**1/2 (out of four)
Few understand Sartre’s “Hell is other people” line like kids who find themselves on the wrong end of bullies’ aggression. I know what it’s like. You know what it’s like. If you went to junior high, chances are pretty good that, at one time or another, you felt victimized by someone who picked on you to make themselves feel better.

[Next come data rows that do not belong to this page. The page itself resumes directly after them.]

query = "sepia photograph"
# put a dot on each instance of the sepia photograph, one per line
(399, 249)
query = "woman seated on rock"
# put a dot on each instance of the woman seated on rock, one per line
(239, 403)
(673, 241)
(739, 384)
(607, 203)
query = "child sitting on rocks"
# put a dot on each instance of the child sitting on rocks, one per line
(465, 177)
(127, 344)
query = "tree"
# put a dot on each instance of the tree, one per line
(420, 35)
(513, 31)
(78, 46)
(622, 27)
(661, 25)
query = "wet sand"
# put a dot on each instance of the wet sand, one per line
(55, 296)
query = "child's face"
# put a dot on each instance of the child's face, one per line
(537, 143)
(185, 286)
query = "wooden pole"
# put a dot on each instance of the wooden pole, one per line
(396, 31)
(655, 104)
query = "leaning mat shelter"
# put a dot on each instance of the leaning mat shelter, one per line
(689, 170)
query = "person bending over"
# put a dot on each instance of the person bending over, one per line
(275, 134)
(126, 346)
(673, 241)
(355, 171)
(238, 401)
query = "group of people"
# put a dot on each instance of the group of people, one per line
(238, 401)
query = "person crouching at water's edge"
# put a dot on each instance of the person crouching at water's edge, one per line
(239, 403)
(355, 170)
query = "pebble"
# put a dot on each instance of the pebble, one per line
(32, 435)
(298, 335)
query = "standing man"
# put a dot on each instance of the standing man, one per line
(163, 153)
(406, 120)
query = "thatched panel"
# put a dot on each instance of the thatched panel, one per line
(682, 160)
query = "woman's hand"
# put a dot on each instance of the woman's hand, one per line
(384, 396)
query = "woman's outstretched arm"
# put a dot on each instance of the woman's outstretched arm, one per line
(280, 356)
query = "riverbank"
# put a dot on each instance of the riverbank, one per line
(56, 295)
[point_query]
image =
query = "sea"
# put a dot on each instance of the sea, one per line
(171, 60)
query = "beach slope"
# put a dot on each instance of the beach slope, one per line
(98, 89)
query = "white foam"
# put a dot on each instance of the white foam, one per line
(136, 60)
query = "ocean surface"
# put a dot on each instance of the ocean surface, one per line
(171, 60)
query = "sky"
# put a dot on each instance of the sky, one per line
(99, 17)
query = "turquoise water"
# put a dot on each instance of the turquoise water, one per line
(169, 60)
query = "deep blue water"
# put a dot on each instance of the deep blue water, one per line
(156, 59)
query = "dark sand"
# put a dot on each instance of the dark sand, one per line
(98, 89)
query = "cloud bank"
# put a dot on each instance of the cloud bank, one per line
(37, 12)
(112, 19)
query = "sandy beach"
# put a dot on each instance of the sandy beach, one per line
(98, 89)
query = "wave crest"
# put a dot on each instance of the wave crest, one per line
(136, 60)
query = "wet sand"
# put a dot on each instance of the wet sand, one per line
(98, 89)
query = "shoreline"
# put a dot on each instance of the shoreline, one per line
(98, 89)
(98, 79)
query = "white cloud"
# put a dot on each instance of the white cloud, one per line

In this often difficult-to-watch documentary previously titled “The Bully Project,” the very serious issue of bullying in American schools gets a human face. To name a few: In Sioux City, Iowa, it’s Alex, 12, who’s called “fish face” and considers his tormentors his friends so he doesn’t have to ask himself how many actual friends he has. In Tuttle, Okla., it’s Kelby, 16, who since coming out has been the victim of hate speech from teachers and caused her parents’ friends to stop acknowledging them. In Yazoo County, Miss., Ja’Meya, 14, sits in a juvenile detention center, her punishment for bringing a gun to school (no shots were fired) when she just couldn’t take the bullying anymore. The Longs of Chattsworth, Ga., and the Smalleys of Perkins, Okla., both know the tragedy of losing a child to suicide after intense bullying.
This is a nationwide problem, and plenty of statistics and informed opinions exist on the subject. (Not as informed: The dopes at the MPAA who thought this doc deserved an “R” rating, eventually relenting to “PG-13” after a national protest and a few removed F-bombs.) It’s a shame director Lee Hirsch focuses “Bully” only on anecdotes and not a broader view of what’s happening and how anyone has made progress to combat the problem. (That is, if anyone has. I’d like to think so, but I don’t know.)
The footage here suggests a steep slope to climb; administrators shown do everything they can to dismiss the problem and skirt responsibility, as if kids simply can’t be disciplined and parents, not schools, are solely accountable for what kids do throughout the day. Seeing these reactions should inspire nausea in anyone watching.
“Bully” should have mentioned Dan Savage’s “It Gets Better” project and done more to address the bullies themselves. Sometimes the film feels like a feature-length episode of MTV’s “True Life.” That still counts for a lot, though. The bullying epidemic won’t go anywhere without awareness and action, and this doc will hopefully succeed in both of those areas.